Rebuild The Love With Your Favorite Sport •
It’s often said that an athlete’s relationship with their sport is that of both love and hate.
It’s the thing that you love the most. It gives you moments of total joy and satisfaction. Simultaneously, it’s the thing that causes the most disappointment, frustration and feelings of failure.
In today’s age of “Insta Perfect” the reality of the love/hate relationship you’ll have with your sport may catch you off guard.
I am often working with athletes who are trying to rebuild the love. Athletes have many reasons for getting stuck feeling like they hate their sport. But I assure you, there’s always a way out. Here’s a case where stress levels associated with her sport were killing the joy — and the performance.
Managing Stress Levels
Sam, a very promising 14-year-old female rower (crew), came to me for help with managing the stress levels she was experiencing in training and competition.
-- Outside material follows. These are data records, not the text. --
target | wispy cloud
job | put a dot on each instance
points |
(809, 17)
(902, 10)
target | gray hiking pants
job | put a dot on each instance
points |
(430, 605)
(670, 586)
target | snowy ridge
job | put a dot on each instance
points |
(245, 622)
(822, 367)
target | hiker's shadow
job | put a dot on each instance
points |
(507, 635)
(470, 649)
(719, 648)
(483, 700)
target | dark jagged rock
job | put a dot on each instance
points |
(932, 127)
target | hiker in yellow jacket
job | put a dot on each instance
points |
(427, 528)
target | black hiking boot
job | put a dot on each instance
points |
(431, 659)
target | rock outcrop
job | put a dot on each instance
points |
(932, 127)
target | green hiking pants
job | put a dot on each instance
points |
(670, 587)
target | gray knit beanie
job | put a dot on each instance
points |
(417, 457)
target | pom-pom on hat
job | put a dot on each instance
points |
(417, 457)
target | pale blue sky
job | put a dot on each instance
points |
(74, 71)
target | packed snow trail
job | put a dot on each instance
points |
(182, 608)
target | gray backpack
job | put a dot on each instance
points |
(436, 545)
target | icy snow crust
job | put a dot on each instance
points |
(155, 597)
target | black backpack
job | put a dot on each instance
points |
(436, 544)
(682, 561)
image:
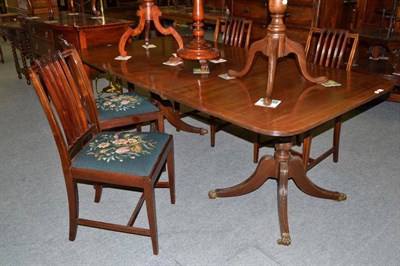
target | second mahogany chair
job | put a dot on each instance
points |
(325, 47)
(119, 110)
(231, 31)
(127, 160)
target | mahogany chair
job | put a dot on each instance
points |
(127, 160)
(230, 31)
(233, 31)
(119, 110)
(325, 47)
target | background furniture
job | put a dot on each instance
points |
(328, 48)
(129, 160)
(379, 51)
(17, 34)
(118, 110)
(81, 30)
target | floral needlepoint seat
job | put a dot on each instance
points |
(125, 104)
(123, 152)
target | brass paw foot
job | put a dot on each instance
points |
(212, 194)
(342, 197)
(285, 240)
(203, 131)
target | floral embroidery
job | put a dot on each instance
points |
(121, 102)
(120, 146)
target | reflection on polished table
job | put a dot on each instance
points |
(304, 105)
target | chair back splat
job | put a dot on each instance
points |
(128, 160)
(233, 31)
(326, 47)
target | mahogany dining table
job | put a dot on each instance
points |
(304, 105)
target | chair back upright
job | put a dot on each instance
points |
(326, 47)
(233, 31)
(72, 116)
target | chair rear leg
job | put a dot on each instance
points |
(306, 149)
(73, 204)
(336, 138)
(151, 214)
(98, 191)
(171, 174)
(212, 130)
(256, 147)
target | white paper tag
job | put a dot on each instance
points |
(226, 76)
(148, 46)
(123, 57)
(169, 63)
(273, 104)
(217, 61)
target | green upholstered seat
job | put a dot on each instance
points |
(129, 152)
(126, 104)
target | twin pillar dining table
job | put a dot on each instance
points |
(303, 106)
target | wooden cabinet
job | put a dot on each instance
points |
(81, 30)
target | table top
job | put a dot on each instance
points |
(303, 106)
(78, 20)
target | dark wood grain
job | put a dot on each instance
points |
(304, 105)
(233, 100)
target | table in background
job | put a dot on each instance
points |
(16, 33)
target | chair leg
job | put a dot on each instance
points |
(151, 214)
(336, 138)
(73, 204)
(1, 56)
(212, 130)
(98, 191)
(306, 149)
(256, 147)
(171, 174)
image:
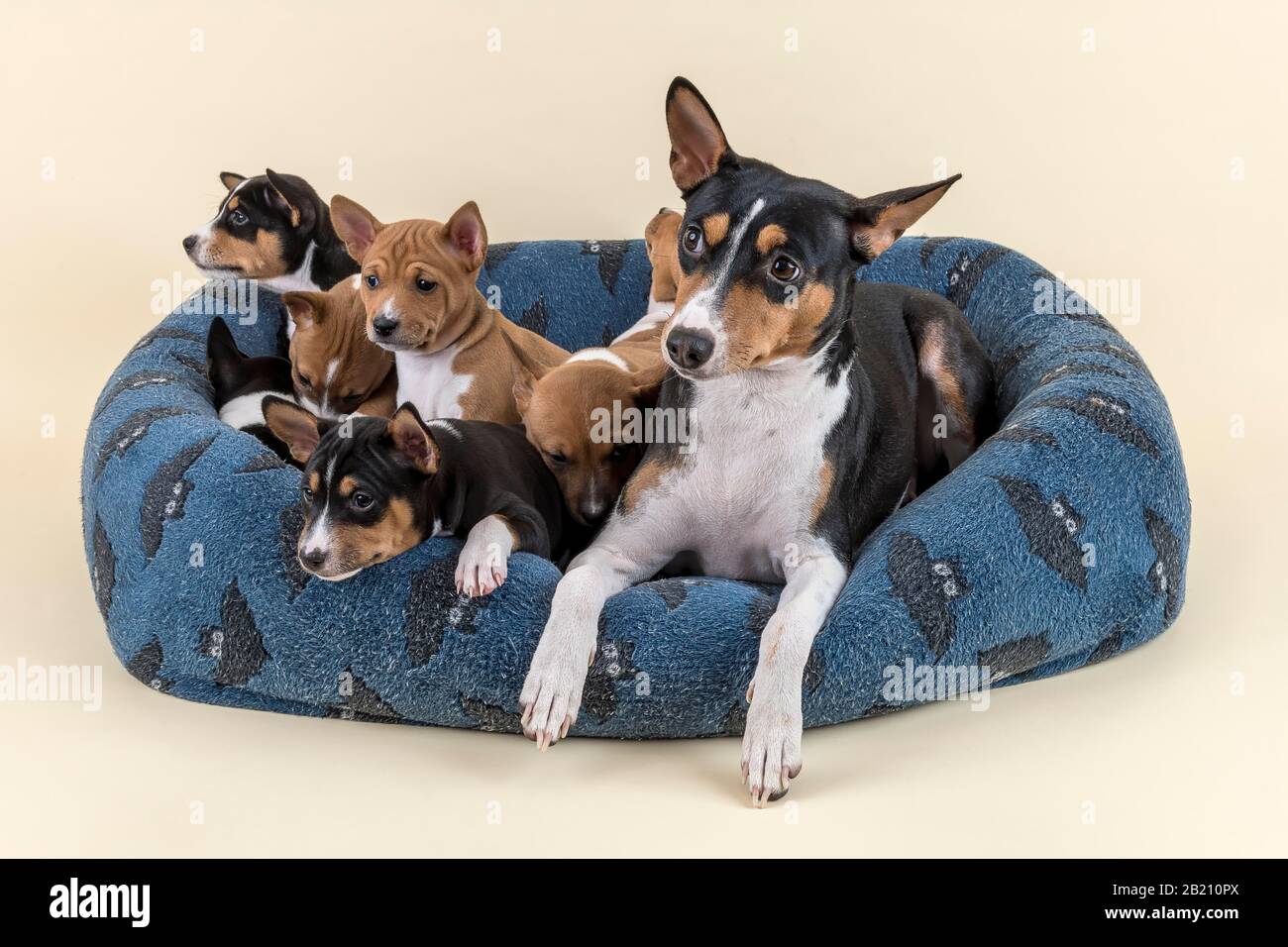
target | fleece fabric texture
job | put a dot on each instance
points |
(1059, 544)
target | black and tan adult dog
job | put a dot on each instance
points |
(805, 390)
She had a strong history of excelling in her rowing due to her strength, long legs and incredible work ethic. As a high school freshman, the varsity coaches made it clear they wanted her on the team.
Despite her strengths, Sam had developed overwhelming levels of fear and anxiety around her sport. Pre-race she was feeling incredibly nervous. She was thinking too much (couldn’t focus), feeling terribly jittery (she couldn’t get a good feel of the water) and was experiencing pre-race nausea (and occasional vomiting). Most notably, she was more and more often unable to finish her 2K races due to feeling as though she was going to black out. Sam hated feeling this way and needed help.
Sam fit the profile of a high-stress personality. She pushed herself to be the best rower, and to get excellent grades. She was involved in school leadership, served her community and was a rock star in so many ways. While pushing yourself is a MUST to be a highly competitive athlete, it can often be a double-edged sword.
Because of the pressure she put on herself, Sam’s inner dialogue (self-talk) had turned quite negative. Its focus was on all the possibilities of what could go wrong. This would trigger feelings of fear and cause her to feel anxious to point of panic. Her future-oriented thoughts kept her from being able to focus on what she needed to do to row productively. It was impossible for her to push through and get the job done because of these thoughts and emotions.
Teaching The Fundamentals
We began by teaching Sam the mental fundamentals. We set detailed goals, taught her how to properly relax, visualize for learning and success, manage inner dialogue and control emotions. Then, we created systematic use of her mental skills to ensure proper preparation: How to mentally adjust while rowing at very high-intensity levels, and how to mentally recover and reset following heavy training session or races.
Within six weeks, Sam was making good progress. She was able to start her high-intensity sessions with a lower stress baseline. This allowed her to focus and tolerate more physical stress during her rowing. Her nerves eased to a reasonable level, confidence began to grow and her performance improved. The love of rowing was returning and her roster spot on varsity was once again a reality.
Experience with developing all parts of sport (technical, tactical, physical, mental) help athletes have the tools they need to stay in the game through all the love AND hate. Mental skills are a great and necessary set of tools for any athlete who pushes themselves to be their best.